In an apparent setback for President Trump, one of his former attorneys entered a guilty plea this week in the Georgia case, which claimed the former US president had organized a criminal plot to reverse his defeat in the 2020 election.
In August, Sidney Powell, 68, was charged with conspiracy theories about foreigners hacking into voting machines. Powell was a loud backer of Trump and spread these crazy ideas.
Powell and Fulton County prosecutors came to an unexpected plea bargain a few days before Powell’s Atlanta, Georgia, trial was set to start.
Judge Scott McAfee of the Superior Court found her guilty of six misdemeanor counts of plot to obstruct the performance of official tasks during an election. He then put her on probation for six years.
As part of the plea agreement, Powell, who was initially facing charges including criminal racketeering, conspiracy to conduct election fraud, and other felonies carrying a potential jail sentence, consented to testify during the codefendants’ trials.
“You must tell the truth against all individuals involved in this case in any future proceedings,” McAfee instructed.
Powell’s admission of guilt and willingness to work with the prosecution might have “critical implications for Trump,” according to University of Richmond law school professor Carl Tobias.
Trump, who is currently in first place for the Republican presidential candidate in 2024, has pleaded not guilty to charges that he was part of an illegal plot to change the results of the 2020 presidential election in Georgia, which Democrat Biden won by about 12,000 votes.
The former President, who has been removed from office twice, is also being charged by the federal government for trying to change the 2020 election and for his followers’ January 6, 2021, storming of the US Capitol. In March 2024, he will be tried in Washington, D.C., for that case.
Powell, who used to work as a federal lawyer, was given a $6,000 fine, told to pay back $2,700, and told to write a message of apology to the state and people of Georgia.
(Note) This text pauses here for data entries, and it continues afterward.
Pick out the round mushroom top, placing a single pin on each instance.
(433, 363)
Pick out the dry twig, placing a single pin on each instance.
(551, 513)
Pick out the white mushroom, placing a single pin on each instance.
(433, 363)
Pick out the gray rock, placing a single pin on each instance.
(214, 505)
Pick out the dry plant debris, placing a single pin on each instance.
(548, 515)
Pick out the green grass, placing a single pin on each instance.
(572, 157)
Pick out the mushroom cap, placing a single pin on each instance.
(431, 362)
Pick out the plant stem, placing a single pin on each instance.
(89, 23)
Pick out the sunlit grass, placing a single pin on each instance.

After the 2020 presidential election in November, Powell spread crazy ideas about voting machine programs that “flipped” Trump ballots to Biden ballots. This software was supposedly made in Venezuela under the leadership of the late Hugo Chavez.
Trump is said to have known that the ideas were “crazy,” but he still pushed them.
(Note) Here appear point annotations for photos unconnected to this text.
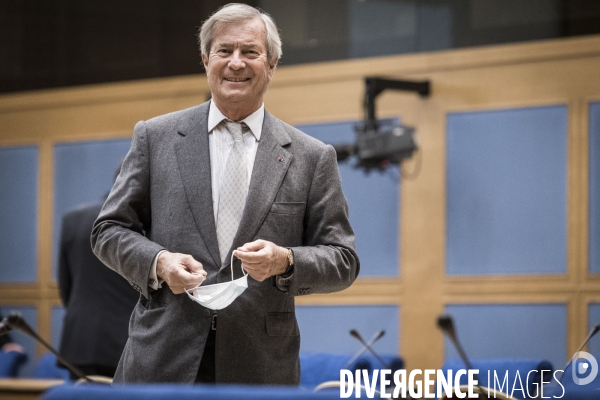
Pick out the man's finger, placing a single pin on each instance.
(192, 264)
(253, 246)
(251, 256)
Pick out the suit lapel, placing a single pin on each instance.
(193, 157)
(270, 166)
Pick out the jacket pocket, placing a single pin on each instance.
(282, 324)
(295, 208)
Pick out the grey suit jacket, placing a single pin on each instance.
(163, 200)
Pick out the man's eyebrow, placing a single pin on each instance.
(243, 45)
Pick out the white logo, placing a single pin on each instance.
(581, 368)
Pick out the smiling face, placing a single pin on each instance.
(237, 67)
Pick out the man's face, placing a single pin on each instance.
(237, 66)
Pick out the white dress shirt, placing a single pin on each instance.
(220, 143)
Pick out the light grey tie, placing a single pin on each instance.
(234, 189)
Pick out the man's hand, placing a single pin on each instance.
(262, 259)
(180, 271)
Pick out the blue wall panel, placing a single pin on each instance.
(511, 331)
(594, 207)
(29, 314)
(506, 192)
(58, 314)
(373, 201)
(326, 328)
(83, 173)
(593, 320)
(18, 214)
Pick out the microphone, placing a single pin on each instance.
(360, 351)
(446, 324)
(592, 333)
(4, 327)
(15, 321)
(356, 335)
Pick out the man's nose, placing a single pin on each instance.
(236, 61)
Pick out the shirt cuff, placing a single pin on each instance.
(154, 281)
(283, 281)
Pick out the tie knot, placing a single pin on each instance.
(236, 129)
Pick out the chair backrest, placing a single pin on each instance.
(46, 368)
(316, 368)
(11, 363)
A few weeks before his tenure ended, on December 18, 2020, in the White House, Trump met with Powell, his personal attorney Rudy Giuliani, as well as other individuals, according to the Georgia charges. During the meeting, they spoke about “strategies and ideas aimed to alter the outcome” of the election.
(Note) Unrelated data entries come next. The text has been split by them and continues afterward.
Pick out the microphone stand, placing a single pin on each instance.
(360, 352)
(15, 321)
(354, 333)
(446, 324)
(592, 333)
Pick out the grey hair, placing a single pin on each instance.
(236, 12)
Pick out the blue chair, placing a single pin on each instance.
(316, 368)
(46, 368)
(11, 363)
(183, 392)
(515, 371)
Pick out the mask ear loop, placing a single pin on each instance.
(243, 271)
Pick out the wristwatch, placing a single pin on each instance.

The appointment of Powell to serve as special counsel having “broad authority for investigating claims of fraud in elections held in Georgia and elsewhere” was reportedly one of the actions that had been contemplated but ultimately dropped.
Powell is the second person involved in the huge Georgia crime case to plead guilty.
Earlier this month, bail bondsman Scott Hall admitted to five counts of plotting to get in the way of election tasks.
Powell and Hall were both charged in connection with a scheme to tamper with voting machines in Coffee County, Georgia, following the 2020 election.